Çok uzatmak istemiyorum oyüzden tek söyleyeceğim şu aralar pek giremeyebilirim. Annemlerin telefonu alma riski var. Ve diğer bölüm size bir sürprizim var. Şimdi yeni bölümü okuyabilirsiniz.



Gözlerimi aralayıp karşımda duran anneme baktım.

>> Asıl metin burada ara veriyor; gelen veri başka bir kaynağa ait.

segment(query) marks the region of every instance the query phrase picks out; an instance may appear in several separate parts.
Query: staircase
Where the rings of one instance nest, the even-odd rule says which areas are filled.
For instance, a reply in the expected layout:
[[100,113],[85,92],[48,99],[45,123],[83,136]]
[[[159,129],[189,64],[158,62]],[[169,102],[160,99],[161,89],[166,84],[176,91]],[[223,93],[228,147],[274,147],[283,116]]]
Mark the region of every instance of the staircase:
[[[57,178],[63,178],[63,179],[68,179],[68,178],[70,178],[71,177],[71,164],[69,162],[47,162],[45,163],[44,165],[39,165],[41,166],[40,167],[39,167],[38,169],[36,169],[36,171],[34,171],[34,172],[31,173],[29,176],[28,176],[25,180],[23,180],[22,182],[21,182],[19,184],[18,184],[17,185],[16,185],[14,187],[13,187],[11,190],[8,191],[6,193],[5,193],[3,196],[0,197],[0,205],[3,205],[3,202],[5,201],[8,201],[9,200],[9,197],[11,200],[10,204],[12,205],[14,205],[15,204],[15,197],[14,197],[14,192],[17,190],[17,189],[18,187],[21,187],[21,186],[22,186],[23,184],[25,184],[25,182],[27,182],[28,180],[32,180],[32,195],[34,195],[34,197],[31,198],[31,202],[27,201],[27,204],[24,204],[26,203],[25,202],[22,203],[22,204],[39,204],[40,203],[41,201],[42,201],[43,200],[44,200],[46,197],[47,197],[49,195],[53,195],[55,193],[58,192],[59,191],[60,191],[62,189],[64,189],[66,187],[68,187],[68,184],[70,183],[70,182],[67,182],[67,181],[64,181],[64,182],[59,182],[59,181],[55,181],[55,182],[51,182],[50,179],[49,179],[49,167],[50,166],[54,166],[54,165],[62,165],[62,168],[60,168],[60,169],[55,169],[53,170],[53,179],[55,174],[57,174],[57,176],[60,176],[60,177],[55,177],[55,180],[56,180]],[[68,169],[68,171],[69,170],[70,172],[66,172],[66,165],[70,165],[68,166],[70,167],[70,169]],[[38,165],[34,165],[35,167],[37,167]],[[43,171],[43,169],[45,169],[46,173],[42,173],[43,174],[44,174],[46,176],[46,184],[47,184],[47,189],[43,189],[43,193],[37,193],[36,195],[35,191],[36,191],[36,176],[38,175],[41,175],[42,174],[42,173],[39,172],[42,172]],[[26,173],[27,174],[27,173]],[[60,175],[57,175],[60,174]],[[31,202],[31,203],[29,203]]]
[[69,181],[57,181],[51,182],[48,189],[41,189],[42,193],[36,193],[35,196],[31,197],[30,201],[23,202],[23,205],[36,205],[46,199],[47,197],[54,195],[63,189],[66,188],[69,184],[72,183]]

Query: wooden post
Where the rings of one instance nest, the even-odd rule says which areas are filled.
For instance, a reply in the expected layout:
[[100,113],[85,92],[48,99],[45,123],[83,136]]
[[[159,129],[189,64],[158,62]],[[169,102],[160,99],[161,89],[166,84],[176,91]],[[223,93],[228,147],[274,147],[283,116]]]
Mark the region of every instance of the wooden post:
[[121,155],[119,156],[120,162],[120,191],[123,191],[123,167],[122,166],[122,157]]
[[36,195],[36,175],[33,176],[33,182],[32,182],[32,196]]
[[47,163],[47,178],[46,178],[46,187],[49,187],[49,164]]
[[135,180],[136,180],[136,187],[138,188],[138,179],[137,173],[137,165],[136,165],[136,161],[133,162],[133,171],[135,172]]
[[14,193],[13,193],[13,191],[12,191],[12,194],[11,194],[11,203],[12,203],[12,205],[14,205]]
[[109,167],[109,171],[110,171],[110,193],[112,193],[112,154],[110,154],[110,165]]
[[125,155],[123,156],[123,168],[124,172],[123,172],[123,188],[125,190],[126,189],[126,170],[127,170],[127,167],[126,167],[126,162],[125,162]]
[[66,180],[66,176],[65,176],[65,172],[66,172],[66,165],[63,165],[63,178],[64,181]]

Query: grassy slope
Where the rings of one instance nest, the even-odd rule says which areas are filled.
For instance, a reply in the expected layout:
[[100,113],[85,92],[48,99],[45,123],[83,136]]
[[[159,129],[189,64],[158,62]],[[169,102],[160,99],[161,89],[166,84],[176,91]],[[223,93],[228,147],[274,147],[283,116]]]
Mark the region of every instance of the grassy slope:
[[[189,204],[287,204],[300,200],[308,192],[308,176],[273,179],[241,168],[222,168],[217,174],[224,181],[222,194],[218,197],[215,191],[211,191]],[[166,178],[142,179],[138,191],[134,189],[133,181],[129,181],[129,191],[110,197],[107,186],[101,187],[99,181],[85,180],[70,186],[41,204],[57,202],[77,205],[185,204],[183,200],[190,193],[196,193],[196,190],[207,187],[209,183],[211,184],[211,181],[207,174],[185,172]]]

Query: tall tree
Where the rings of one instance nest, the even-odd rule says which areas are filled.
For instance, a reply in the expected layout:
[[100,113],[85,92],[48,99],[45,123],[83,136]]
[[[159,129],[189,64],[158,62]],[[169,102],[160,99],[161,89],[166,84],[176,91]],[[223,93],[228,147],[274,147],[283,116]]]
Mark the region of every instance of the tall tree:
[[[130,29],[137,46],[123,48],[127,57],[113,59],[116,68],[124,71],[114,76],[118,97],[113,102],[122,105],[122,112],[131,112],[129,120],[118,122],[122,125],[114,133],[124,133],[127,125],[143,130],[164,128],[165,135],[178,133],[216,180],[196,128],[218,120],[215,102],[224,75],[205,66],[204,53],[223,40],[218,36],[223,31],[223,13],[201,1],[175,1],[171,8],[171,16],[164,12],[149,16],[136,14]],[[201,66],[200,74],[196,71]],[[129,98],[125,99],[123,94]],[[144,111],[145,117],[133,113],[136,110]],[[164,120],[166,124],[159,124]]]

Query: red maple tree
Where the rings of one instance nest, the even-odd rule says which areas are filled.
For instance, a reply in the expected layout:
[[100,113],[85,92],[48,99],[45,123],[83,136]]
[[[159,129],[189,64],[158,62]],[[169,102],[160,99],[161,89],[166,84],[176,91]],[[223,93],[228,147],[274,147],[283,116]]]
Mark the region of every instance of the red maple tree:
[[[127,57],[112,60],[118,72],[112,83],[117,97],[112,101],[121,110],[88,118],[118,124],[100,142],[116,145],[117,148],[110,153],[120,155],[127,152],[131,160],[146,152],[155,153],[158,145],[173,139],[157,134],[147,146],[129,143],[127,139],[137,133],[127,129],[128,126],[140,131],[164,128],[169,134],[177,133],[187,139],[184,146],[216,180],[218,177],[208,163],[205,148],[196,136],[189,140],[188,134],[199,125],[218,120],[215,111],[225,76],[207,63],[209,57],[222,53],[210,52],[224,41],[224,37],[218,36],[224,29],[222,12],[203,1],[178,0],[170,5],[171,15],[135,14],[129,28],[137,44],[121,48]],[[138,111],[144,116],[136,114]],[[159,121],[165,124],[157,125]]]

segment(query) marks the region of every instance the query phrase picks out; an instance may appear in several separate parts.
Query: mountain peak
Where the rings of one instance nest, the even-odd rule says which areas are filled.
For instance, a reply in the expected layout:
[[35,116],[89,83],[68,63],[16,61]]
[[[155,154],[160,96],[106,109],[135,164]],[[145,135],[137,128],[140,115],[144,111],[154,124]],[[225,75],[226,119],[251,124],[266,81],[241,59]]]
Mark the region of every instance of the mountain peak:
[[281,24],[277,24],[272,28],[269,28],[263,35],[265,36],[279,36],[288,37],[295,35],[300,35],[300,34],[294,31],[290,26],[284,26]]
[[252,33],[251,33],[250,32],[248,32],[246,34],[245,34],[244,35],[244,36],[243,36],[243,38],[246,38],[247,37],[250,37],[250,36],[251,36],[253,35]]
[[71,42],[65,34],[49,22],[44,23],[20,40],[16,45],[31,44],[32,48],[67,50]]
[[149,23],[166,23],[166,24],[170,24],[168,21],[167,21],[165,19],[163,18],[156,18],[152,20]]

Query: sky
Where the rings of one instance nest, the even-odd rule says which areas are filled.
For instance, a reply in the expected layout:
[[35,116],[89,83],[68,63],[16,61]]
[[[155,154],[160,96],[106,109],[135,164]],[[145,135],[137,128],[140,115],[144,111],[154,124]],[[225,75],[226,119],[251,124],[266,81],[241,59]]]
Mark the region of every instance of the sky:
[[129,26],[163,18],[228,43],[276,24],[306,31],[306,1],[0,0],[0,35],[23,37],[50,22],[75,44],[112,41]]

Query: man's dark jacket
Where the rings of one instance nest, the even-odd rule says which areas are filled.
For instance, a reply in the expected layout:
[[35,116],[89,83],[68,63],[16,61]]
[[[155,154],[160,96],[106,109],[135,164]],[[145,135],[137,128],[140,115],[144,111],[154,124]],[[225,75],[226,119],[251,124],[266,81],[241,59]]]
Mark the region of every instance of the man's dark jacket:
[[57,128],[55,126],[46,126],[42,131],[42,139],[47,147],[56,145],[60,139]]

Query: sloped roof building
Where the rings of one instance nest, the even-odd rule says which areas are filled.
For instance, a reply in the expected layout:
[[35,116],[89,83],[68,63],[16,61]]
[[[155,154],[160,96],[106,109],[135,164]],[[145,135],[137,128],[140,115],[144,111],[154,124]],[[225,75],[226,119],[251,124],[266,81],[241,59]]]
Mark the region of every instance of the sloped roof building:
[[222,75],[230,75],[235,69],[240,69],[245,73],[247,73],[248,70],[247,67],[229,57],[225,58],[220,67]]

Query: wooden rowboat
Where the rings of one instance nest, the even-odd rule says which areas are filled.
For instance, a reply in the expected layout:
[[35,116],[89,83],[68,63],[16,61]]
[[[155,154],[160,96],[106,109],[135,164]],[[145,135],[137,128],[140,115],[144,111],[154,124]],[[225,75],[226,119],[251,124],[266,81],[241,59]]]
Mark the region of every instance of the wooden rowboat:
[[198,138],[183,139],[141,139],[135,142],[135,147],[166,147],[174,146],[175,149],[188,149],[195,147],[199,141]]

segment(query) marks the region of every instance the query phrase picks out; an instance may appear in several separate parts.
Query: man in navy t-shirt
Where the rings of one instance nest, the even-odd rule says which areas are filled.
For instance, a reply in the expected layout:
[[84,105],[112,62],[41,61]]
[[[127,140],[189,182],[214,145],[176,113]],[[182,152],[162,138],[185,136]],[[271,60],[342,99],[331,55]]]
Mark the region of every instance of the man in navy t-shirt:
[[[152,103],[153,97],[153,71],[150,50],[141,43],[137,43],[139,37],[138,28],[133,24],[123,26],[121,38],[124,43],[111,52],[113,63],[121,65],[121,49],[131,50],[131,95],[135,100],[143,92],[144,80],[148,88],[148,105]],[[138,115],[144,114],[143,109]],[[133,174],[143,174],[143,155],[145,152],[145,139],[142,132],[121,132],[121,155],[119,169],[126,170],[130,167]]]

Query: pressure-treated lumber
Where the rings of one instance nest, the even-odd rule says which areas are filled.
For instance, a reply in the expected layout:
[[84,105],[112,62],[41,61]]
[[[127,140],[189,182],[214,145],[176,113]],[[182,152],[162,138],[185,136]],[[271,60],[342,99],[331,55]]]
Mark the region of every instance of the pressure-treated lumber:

"Sonunda kalktın bir an kış uykusuna yattım sandım. Hadi kalk da hazırlan gelmezsen sürüye sürüye getiririm."annem konuşurken kulaklarımı kapatma isteğimi bastırmaya çalıştım.

"Yav sabah sabah bu enerjiyi nerden buluyor sen anne. Hayır bir kasa enerji içeceğimi içtin naptın. Benimki de kafa yani bir sınır-" annemin kafama geçirdiği şaplak sözümü kesti.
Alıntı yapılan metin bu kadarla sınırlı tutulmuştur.